Math Anxiety May be Passed from Female Teachers to Girls, Study Shows
Filed under: In The News, Education: Big Kids, Research Reveals: Big Kids
Are teachers to blame for girls' math anxiety? Credit: nab_nabb2003, Flickr
According to an article in the Los Angeles Times, a new study has found that elementary teachers "anxious about mathematics" pass that unease along to their female students. Specifically, female teachers instructing first- and second-graders believed that boys are better at math, while girls excel at reading.
The study measured test scores before and after students spent a year with a teacher anxious over math.

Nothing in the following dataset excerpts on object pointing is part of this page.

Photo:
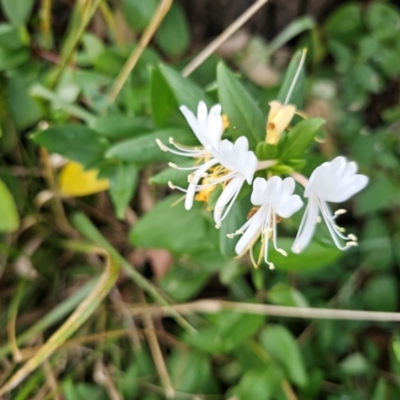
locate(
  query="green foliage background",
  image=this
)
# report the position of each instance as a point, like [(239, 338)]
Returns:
[(54, 96)]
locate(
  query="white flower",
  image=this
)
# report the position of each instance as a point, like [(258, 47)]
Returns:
[(233, 164), (275, 198), (334, 181), (208, 128), (241, 164), (224, 162)]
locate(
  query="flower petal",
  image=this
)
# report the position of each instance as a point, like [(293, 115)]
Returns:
[(307, 226), (253, 231), (228, 196)]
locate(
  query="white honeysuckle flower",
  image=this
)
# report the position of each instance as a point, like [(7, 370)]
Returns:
[(208, 128), (233, 164), (241, 164), (335, 182), (275, 198)]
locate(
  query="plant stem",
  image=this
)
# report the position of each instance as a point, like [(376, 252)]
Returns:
[(216, 306), (155, 22), (226, 34)]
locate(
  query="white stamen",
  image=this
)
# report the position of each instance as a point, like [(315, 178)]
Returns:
[(161, 146), (341, 211), (352, 237), (283, 252), (292, 86)]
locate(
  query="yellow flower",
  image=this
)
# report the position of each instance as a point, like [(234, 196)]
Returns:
[(279, 118)]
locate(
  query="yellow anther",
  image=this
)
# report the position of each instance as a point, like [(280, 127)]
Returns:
[(341, 211), (161, 146), (225, 121), (283, 252)]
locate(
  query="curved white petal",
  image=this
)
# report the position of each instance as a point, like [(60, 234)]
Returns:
[(307, 226), (215, 126), (194, 180), (201, 112), (237, 158), (288, 206), (335, 181), (206, 126), (227, 198), (252, 232)]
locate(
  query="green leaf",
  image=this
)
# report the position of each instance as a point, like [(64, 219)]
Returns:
[(17, 12), (9, 36), (286, 295), (13, 58), (345, 23), (171, 227), (259, 384), (367, 78), (354, 364), (283, 348), (245, 117), (176, 176), (120, 126), (266, 151), (380, 293), (9, 220), (122, 187), (173, 34), (184, 90), (24, 109), (378, 195), (144, 148), (138, 13), (314, 256), (299, 139), (297, 96), (376, 245), (383, 20), (164, 105), (75, 142)]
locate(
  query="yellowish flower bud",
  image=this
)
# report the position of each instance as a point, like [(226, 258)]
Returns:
[(279, 118)]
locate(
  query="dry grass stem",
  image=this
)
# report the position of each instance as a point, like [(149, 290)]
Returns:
[(215, 306), (226, 34), (151, 29), (156, 352)]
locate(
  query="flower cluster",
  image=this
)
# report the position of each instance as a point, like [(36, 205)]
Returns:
[(221, 162)]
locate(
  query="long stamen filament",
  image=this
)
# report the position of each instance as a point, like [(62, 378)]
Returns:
[(292, 86)]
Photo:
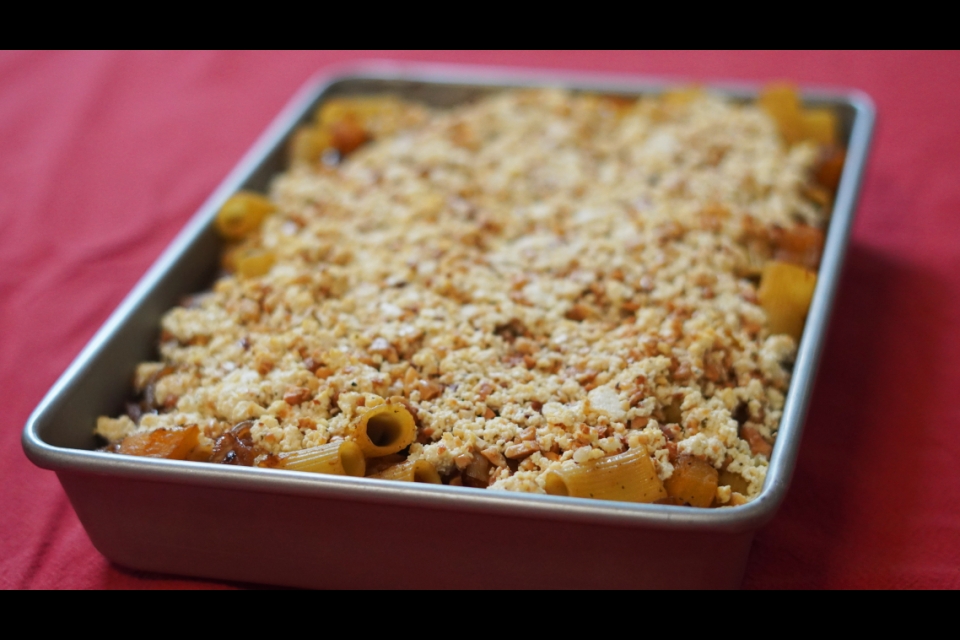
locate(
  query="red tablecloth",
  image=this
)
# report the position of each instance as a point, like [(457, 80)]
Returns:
[(104, 156)]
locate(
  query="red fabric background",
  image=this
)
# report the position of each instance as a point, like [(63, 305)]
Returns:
[(104, 156)]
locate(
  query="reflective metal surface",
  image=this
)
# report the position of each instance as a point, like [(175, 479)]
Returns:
[(300, 529)]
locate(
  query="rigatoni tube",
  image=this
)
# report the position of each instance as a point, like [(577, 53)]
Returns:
[(385, 429), (410, 471), (629, 477), (342, 458)]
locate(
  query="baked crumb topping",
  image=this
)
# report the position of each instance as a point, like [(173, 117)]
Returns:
[(541, 278)]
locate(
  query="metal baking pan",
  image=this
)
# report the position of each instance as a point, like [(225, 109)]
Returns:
[(310, 530)]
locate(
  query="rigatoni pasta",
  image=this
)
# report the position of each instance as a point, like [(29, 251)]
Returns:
[(542, 291), (628, 477)]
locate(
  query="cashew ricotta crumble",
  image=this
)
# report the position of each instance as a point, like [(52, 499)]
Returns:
[(541, 278)]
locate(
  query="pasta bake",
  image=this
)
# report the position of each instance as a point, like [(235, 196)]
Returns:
[(541, 291)]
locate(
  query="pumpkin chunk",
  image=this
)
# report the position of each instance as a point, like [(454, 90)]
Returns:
[(785, 294), (694, 481), (173, 444)]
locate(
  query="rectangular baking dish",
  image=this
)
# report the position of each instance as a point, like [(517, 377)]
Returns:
[(310, 530)]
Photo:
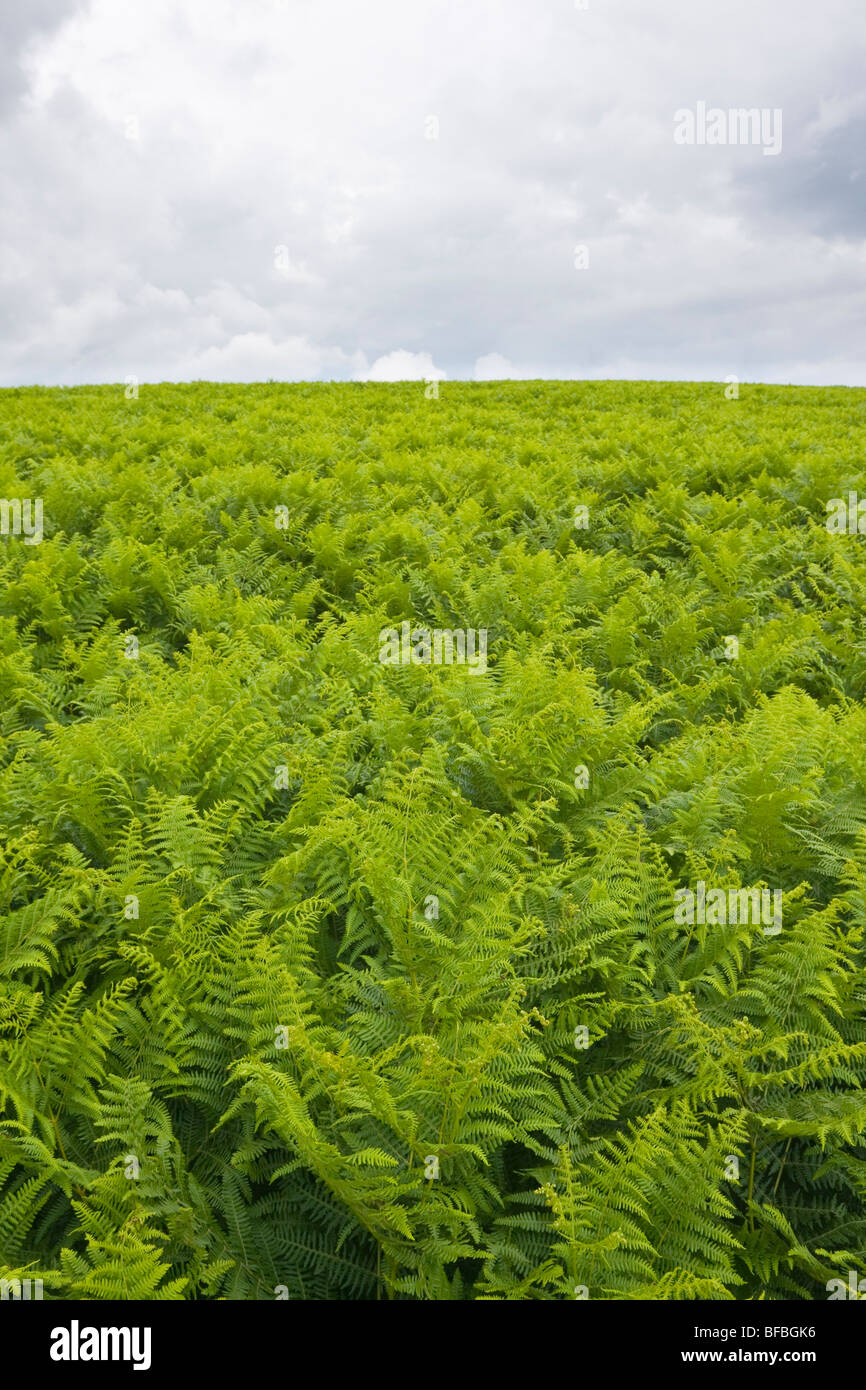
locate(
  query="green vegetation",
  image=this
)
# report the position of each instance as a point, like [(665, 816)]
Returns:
[(284, 929)]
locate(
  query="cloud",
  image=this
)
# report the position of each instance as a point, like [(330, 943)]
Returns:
[(492, 367), (202, 186), (402, 366)]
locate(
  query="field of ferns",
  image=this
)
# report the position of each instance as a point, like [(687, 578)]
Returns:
[(433, 841)]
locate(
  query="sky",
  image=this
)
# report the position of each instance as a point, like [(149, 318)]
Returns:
[(416, 189)]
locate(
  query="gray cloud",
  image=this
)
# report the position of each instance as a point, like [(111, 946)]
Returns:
[(198, 188)]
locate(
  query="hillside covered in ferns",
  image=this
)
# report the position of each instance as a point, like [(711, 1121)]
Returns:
[(331, 979)]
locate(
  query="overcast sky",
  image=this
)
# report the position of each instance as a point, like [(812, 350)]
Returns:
[(250, 189)]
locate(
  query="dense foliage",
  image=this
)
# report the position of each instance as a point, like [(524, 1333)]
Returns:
[(332, 979)]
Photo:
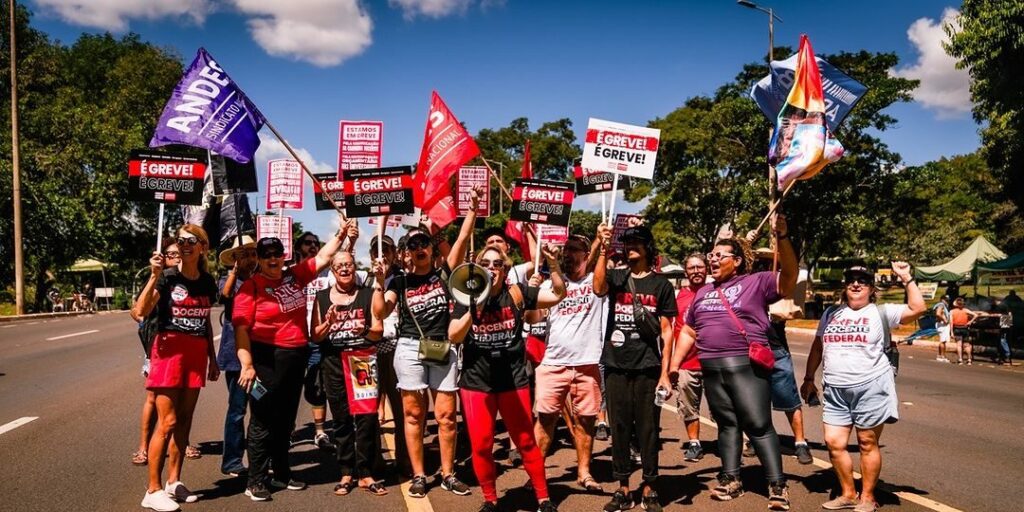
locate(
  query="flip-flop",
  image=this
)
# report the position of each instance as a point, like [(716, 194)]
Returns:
[(590, 484), (140, 458), (376, 488), (344, 488)]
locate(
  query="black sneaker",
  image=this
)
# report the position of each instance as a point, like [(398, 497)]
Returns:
[(803, 453), (418, 487), (620, 501), (548, 506), (258, 493), (693, 452), (778, 497), (454, 485), (292, 484), (650, 503)]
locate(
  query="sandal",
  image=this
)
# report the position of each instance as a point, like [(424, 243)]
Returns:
[(344, 487), (590, 484), (376, 488), (140, 458)]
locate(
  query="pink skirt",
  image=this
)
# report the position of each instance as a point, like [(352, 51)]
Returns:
[(177, 360)]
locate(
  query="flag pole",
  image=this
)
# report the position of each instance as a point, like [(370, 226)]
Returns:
[(303, 165)]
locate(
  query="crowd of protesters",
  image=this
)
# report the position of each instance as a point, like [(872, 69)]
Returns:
[(597, 343)]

Test scores for girl students were lower than their male and female peers who did not have the same apprehensions about the subject, the article reports.
While the researchers are not clear how the anxiety is transferred within a class, it may have to do with girls being chosen "to solve math problems less frequently" or boys receiving more compliments, the Times reports.
The study, published in the Proceedings of the National Academy of Sciences, was conducted by Sian L. Beilock, Elizabeth A. Gunderson, Gerardo Ramirez and Susan C. Levine.
The research is the first to look at "math attitudes of teachers" and how they can effect students and their math "performance," according to the newspaper. Although anxiousness over math is "more common among women," the Times reports, such feelings about math are not "related to math abilities."